What is fairness under Christ?

                I’ve been thinking about a lot of the media events where sports stars have been sitting or kneeling to protest racial discrimination in our country. People have thought poorly of these people and have shared their thoughts. People of color have come forward in defense of the protesting athletes saying, you don’t get to say anything because you didn’t grow up a person of color. A thought hit me tonight. Jesus tells a parable that strikes a chord with me on this topic.
In Matthew 20, Jesus tells the parable of the workers in the vineyard (Matt. 20:1-16). In this tale, an owner of a vineyard who goes out throughout a day to hire workers at a set wage. Now when the day came to an end, the owner called in the workers that he had hired in the order of the last workers he had hired to the first. When the first hires came, they expected more, but they were paid the same as those who were hired later in the day. Instead they were all paid a denarius (a day’s wages). When the first hires grumbled and complained, the owner challenged them because they agreed to the payment offered them by the owner. Then we get the famous quote in verse 16 “So the last will be first, and the first will be last.”
So where does this parable resonate with me and this current situation? Well, I was thinking of the equal payment offered by the owner of the vineyard. If the vineyard is the United States and the payment is the freedom offered to us by the Constitution, all Americans are entitled to these freedoms, so long as we are not encroaching on another’s ability to do so. The first amendment guarantees us all a freedom of expression. If that expression is sitting down during the national anthem at a game, then that is your right. The double edged sword of that is that people are also allowed to express their displeasure of what you are doing because they believe you are disrespecting the flag and what it stands for, so long as they are not forcing you to stand or are violent with you. Nowhere are we allowed a freedom to not be offended, we are allowed to disagree with one another, and that will hurt some people’s feelings.

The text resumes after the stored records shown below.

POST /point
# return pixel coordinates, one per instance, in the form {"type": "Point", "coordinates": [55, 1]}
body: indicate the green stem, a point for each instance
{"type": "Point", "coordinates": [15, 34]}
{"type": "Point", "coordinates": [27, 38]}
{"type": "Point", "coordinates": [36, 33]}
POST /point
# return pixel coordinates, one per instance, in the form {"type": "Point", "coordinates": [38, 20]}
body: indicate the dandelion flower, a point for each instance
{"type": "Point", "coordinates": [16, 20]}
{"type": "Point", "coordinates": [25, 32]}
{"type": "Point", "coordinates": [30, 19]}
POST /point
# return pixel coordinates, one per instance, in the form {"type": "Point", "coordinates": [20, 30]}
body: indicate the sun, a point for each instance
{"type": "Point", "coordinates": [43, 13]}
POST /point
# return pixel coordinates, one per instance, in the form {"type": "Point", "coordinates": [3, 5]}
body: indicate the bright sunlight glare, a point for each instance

So where does fairness come under Christ? I think the answer is fairly clear. Christ died to absolve us all of our sins, that is our denarius, forgiveness and grace through his sacrifice. Whether you come to know him in your youth (such as the people hired first in the day) or when you are older (such as those hired toward the end of the day) we are all guaranteed forgiveness and grace if we come and confess Christ as our Lord and Savior.

Now to my readers that are people of color, yes it has been white Americans that have stepped on you, but I ask that you don’t stereotype us all, as I promise to not stereotype anyone. It is very easy to do so and we all have to work to not do that. Christ views us all as individuals, and as Christians we are called to follow his example, even in this. I would also ask that you don’t hide behind your race as an excuse. We all face hardships in our lives, and hiding behind them won’t advance our dialogue about race in our great nation. Let’s find somewhere in the middle so we can meet as fellow Americans. Those of us who are Christians, let’s act as Christ did and offer fellowship with everyone as human beings. Christ died for all, so let’s try to bring all to Christ. God bless you and have a good rest of your night.